Eigentlich gab's dafür doch mal so ein Ding namens Buttlöffel.

Nicht daß CrazyFish einen daneben gegriffen hat. :g


----------



## Chrizzi (5. Dezember 2007)

*AW: Papaa alte Wunderwaffe*

'n Buttlöfel sieht aber anders aus... und das Teil ist ja ein Fund ausm Keller... und dieser Fund ist (für mich) ein Pilker.


----------



## Bushmaster3k (5. Dezember 2007)

*AW: Papaa alte Wunderwaffe*

Ja sieht aus wie ein Pilker


----------



## crazyFish (5. Dezember 2007)

*AW: Papaa alte Wunderwaffe*

Ja enn Buttlöffel kenne ich ja auch. Die Sache die mich halt verwirrt ist dass die diesen Metalklotz damals übern Boden gezogen und damit dann auch noch was gefangen haben.

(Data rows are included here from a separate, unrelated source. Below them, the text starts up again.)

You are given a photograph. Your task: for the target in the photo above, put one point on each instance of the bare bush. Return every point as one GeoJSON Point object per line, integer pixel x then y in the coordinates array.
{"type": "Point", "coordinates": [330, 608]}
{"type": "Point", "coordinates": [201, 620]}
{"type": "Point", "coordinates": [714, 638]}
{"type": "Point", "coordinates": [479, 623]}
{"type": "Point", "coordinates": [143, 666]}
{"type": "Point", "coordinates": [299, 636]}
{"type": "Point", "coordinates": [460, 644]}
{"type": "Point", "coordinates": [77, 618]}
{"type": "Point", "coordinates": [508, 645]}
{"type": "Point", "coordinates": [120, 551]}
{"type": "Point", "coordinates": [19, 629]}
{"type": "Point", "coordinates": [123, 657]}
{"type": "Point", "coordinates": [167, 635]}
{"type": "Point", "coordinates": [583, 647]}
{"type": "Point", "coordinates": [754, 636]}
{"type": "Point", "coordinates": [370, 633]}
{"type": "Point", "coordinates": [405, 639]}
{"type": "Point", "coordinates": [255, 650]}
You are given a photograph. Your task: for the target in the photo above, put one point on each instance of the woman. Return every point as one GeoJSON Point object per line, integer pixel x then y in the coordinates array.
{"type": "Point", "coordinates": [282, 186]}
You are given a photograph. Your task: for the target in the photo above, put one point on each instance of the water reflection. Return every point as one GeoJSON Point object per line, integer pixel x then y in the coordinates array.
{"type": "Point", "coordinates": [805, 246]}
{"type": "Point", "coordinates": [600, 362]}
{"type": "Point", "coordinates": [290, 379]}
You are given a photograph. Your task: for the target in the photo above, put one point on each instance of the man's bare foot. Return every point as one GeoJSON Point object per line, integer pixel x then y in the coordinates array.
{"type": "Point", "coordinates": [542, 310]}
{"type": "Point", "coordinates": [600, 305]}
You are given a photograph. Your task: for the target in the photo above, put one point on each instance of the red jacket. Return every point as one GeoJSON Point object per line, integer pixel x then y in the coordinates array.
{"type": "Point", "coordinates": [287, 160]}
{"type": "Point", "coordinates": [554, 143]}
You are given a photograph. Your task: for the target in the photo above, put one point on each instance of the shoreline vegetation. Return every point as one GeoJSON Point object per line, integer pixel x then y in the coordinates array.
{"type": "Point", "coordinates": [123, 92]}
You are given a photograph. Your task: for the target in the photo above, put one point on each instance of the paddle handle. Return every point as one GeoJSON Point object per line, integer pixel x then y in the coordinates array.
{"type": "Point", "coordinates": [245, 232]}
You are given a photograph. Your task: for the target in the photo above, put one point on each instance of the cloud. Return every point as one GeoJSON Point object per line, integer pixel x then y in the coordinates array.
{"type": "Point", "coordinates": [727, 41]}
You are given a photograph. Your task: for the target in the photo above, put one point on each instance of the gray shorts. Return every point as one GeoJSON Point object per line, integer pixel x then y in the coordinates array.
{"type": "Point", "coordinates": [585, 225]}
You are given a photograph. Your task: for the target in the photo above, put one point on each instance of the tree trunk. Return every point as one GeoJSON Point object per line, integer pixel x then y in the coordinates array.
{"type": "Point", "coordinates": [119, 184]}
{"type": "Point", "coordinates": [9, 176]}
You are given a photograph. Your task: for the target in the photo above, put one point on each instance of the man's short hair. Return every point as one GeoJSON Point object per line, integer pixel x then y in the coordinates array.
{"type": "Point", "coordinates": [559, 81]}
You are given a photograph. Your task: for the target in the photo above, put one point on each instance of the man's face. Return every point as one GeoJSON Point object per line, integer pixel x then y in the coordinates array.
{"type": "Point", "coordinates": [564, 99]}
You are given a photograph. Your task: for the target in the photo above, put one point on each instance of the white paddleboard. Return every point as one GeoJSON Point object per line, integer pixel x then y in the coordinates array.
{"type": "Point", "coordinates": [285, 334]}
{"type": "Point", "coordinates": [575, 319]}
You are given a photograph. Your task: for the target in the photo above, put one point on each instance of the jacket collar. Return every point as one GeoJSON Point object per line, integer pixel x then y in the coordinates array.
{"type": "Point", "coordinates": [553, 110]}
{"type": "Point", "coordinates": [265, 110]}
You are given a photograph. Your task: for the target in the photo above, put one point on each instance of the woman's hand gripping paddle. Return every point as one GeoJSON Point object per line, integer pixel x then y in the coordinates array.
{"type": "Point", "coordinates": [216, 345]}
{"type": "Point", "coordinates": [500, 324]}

Weil ich mein der wär irre schwer und groß ich geh ma eben runter und schau nach.


----------



## Chrizzi (5. Dezember 2007)

*AW: Papaa alte Wunderwaffe*

Das geht... hab ich auch schon mit Spökets gemacht und Dorsche mit gefangen - ärgerlich nur, dass man so oft Kraut/Hänger hat.


----------



## crazyFish (5. Dezember 2007)

*AW: Papaa alte Wunderwaffe*

Der Körper ist 8cm lang zusammen mit dem Drilling sind es dann 11cm. Und angegeben ist er mit 40Gramm. Das Ding kann doch so kein Spiel über Grund veranstalten, dass einstigste was ich dem zutraue ist eine große Schlammwolke hinter sich her zuziehen.

p.s. Die roten Flecken sind reflektierende Folie


----------



## Ossipeter (5. Dezember 2007)

*AW: Papaa alte Wunderwaffe*

sogenannter Sechskantpilker. Heute noch leicht zum nachbauen und gut fängig, wenn Sandaale oder Spierlinge als Beutefische da sind. Gibt es bis 600 Gramm auch noch in Geschäften zu kaufen.


----------



## Hamburgo (6. Dezember 2007)

*AW: Papaa alte Wunderwaffe*

Und Platte fängt man mit dem Teil in dieser Größe auch:q Zumindest ich in Norge:vik::vik:


----------



## schwedenklausi (6. Dezember 2007)

*AW: Papaa alte Wunderwaffe*

Meiner Meinung nach ein Eigenbau aus Sechskant Stahl. Der nachbau dürfte keine Probleme bereiten.
schwedenklausi


----------



## crazyFish (6. Dezember 2007)

*AW: Papaa alte Wunderwaffe*

Ja das ist wahr vom Bauen her kein Problem, bloss meine Frage ist ja ob jemand anders schonmal mit sowas Butt gefangen hat oder ob die Biester damals so gierig waren dass die sogar auf eine Hollandtrikot am Haken gebissen hätten.


----------



## j.Breithardt (6. Dezember 2007)

*AW: Papaa alte Wunderwaffe*



CrazyFish schrieb:


> Ja das ist wahr vom Bauen her kein Problem, bloss meine Frage ist ja ob jemand anders schonmal mit sowas Butt gefangen hat oder ob die Biester damals so gierig waren dass die sogar auf eine Hollandtrikot am Haken gebissen hätten.


 

Das sollte ein Sechskantpilker von ABU sein.Kann mich an die
von dir angesprochenen Zeiten noch erinnern.Damals standen
oft "Angler" im Hafen,die mit Pilkern jeder Art kleine Klieschen
zu dutzenden gerissen haben.Ähnliches konnte man jedes
Frühjahr beobachten,als die gleiche Klientel mit selbstge-
bastelten Systemen aus 3-4 großen Drillingen die Heringe
anging.Waren übrigens zu dieser Zeit die Dänen selbst,die
so agierten.Trifft naürlich nicht auf alle zu.:m

Gruß

j.Breithardt |wavey:


----------



## maesox (6. Dezember 2007)

*AW: Papaa alte Wunderwaffe*

*Das ist einer für den "Altes Eisen im Ruhestand" Thread !!#6*#6


----------



## crazyFish (6. Dezember 2007)

*AW: Papaa alte Wunderwaffe*

Ah okay Fische reißen erklärt dass dann auch. Also hat das Dingen dann echt den Ruhestand erreicht, weil dass kommt ja nicht in die Tüte.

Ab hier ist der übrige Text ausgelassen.